Here is what the author said about abuse in marriages.

A series of restrictions and controls are imposed over the victim, to gain control over his/her social life. It is the abuser who often decides about the persons with whom the victim will interact and the friends with whom he/she will socialize.

With teenagers, most people don't question the parent's legal right to stop the teenager from seeing his or her friends. Most people would just assume the parent is doing what they believe is best for the teenager. They would probably not see anything wrong with it and would be very unlikely to call it abuse.

But a reasonable parent who has a healthy and mutually respectful relationship with their teenager would talk to their teenager about their choice in friends if they were concerned, and more importantly, listen to the teenager's side of things. They would not simply dictate who the teenager could talk to or spend time with.

B. Verbal abuse

The author says that we understand that in a marriage, yelling and shouting is considered verbal abuse. But when a parent yells and shouts at a teenager, who believes that is "abuse"?

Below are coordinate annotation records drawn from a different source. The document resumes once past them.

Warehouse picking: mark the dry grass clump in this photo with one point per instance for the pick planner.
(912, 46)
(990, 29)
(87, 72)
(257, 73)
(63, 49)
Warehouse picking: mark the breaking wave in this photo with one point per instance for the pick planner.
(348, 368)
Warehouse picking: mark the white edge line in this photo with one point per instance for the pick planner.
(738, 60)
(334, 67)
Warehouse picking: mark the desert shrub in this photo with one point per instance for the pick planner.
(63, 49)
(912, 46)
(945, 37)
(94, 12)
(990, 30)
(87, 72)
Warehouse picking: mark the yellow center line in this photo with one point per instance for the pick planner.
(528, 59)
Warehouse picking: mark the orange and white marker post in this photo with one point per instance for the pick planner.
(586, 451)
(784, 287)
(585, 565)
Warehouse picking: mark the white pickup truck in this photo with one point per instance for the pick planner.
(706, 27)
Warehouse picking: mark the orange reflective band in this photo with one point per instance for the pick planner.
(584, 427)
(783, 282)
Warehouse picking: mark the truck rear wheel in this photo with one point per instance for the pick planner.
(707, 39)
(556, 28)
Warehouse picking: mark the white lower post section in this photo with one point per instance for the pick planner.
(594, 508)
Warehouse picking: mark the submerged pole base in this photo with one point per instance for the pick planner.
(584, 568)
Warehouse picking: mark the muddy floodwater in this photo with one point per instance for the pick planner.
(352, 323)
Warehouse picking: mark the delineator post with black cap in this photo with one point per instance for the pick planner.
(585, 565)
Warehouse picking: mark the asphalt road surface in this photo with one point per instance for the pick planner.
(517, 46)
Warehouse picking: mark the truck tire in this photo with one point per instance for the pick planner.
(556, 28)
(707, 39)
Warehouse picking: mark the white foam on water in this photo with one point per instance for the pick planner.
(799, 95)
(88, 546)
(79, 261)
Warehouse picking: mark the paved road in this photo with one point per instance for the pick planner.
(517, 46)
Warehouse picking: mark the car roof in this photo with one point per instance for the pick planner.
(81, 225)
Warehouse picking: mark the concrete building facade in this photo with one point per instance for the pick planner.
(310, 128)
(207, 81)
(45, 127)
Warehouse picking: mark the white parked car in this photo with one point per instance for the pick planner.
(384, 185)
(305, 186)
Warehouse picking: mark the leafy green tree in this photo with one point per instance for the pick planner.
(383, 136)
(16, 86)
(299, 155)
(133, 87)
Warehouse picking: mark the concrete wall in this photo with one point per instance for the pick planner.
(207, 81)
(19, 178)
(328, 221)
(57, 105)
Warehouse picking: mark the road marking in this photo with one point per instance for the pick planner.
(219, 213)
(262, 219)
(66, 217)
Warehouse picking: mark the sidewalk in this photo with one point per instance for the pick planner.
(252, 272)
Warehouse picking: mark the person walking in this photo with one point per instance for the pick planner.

The author also says that verbal abuse may include name calling and threats. But if a parent calls their teenager names like "lazy" or "stupid" would people say that is verbal abuse? Also, it is common and routine for parents to threaten teenagers by saying things like "If you don't get your grades up ....", yet few people find anything abusive about that when it is done by a parent to a teenager.

C. Financial Abuse

The author says that the abuser uses money to control their victim and denies the victim financial freedom, but would people say that not allowing a teenager to get a job and earn their own money so they can have financial freedom is abuse? In some countries it is actually illegal for teenagers to get jobs before a certain age. This ensures that the teenager is financially dependent on the parents. The laws might have been meant to protect teenagers from exploitation, but sometimes the effect on the teenager is financial oppression. Many teenagers are not even able to save money during their teenage years so they will have it when they are legally free. For example, even if a country allows a teenager legal freedom at 18, the teenager might not have the savings to move away from abusive parents and is therefore still financially dependent on them. Some countries do not even allow a person under 18 to have their own bank account.

The author concludes by saying that a person who is being abused in a marriage has "every right" to protect themselves from the "long term damage of emotional abuse, even if it involves going for a divorce." But this same right is not given to teenagers. At the current point in history, a teenager in most countries around the world does not have the legal right to leave a home where the parents stop them from seeing their friends, stop them from getting a job, or call them degrading and insulting names. In other words, a teenager does not have any legal right whatsoever to protect themselves from the three types of emotional abuse listed in this article.